C2F-Space: Coarse-to-Fine Space Grounding for Spatial Instructions using Vision-Language Models
Nayoung Oh, Dohyun Kim, Junhyeong Bang, Rohan Paul, Daehyung Park

TL;DR
C2F-Space introduces a coarse-to-fine framework for spatial instruction grounding that combines vision-language models with superpixel refinement, significantly improving accuracy in complex spatial reasoning tasks.
Contribution
The paper presents a novel two-step space-grounding framework that enhances vision-language models with superpixel-based refinement for precise spatial localization.
Findings
Outperforms five state-of-the-art baselines in success rate and IoU.
Effectiveness of each module confirmed through ablation studies.

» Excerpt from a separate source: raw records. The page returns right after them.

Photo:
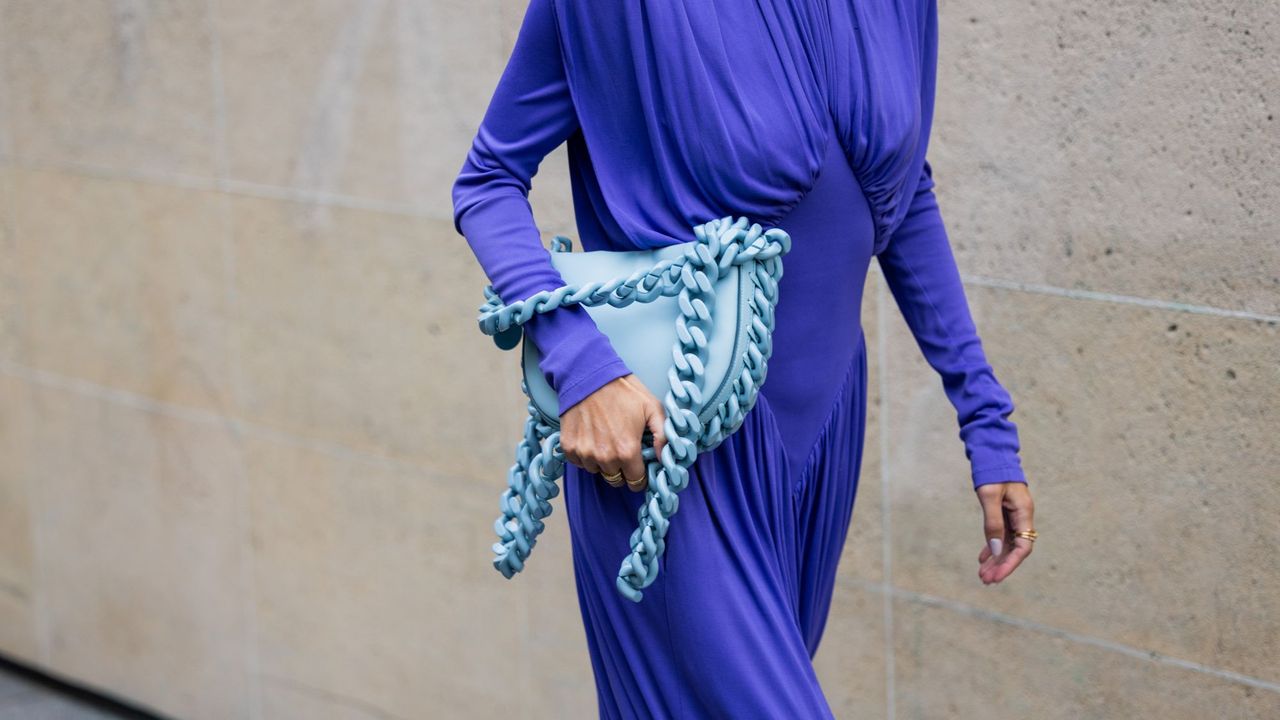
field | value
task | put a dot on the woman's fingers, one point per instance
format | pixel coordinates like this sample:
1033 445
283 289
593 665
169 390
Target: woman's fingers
1006 507
604 432
992 520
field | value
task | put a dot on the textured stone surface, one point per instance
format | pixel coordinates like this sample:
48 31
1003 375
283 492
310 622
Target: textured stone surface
18 609
127 86
1116 146
10 273
374 584
956 665
850 660
376 100
1150 442
135 516
357 327
122 283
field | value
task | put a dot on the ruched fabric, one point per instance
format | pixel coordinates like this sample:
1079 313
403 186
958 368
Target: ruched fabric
813 115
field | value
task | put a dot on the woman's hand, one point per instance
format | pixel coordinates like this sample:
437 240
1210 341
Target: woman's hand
1006 507
604 432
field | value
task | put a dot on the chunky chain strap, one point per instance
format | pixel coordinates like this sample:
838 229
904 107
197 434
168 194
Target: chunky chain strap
531 482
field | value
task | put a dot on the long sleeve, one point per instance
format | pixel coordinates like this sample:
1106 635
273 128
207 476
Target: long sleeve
920 270
530 114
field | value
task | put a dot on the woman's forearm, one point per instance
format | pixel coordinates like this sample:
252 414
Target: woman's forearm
920 270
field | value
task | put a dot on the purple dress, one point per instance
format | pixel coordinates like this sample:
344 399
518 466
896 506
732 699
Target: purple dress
812 115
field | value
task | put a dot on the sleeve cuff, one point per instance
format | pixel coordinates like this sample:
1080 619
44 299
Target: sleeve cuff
1000 474
583 386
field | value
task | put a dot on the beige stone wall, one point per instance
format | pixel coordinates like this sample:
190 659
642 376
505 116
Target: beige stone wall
232 306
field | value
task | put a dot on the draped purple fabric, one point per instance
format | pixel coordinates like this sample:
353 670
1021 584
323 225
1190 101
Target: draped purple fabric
813 115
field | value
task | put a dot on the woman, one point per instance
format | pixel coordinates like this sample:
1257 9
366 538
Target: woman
812 115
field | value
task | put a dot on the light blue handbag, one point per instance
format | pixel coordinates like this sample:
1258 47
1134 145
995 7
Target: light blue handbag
693 320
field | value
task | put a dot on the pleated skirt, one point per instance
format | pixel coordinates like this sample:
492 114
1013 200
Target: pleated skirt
732 623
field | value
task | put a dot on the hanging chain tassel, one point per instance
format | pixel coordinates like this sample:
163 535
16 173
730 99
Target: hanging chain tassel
531 482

Demonstrated applicability in robotic pick-and-place tasks.
Abstract
Space grounding refers to localizing a set of spatial references described in natural language instructions. Traditional methods often fail to account for complex reasoning -- such as distance, geometry, and inter-object relationships -- while vision-language models (VLMs), despite strong reasoning abilities, struggle to produce a fine-grained region of outputs. To overcome these limitations, we propose C2F-Space, a novel coarse-to-fine space-grounding framework that (i) estimates an approximated yet spatially consistent region using a VLM, then (ii) refines the region to align with the local environment through superpixelization. For the coarse estimation, we design a grid-based visual-grounding prompt with a propose-validate strategy, maximizing VLM's spatial understanding and yielding physically and semantically valid canonical region (i.e., ellipses). For the refinement, we locally…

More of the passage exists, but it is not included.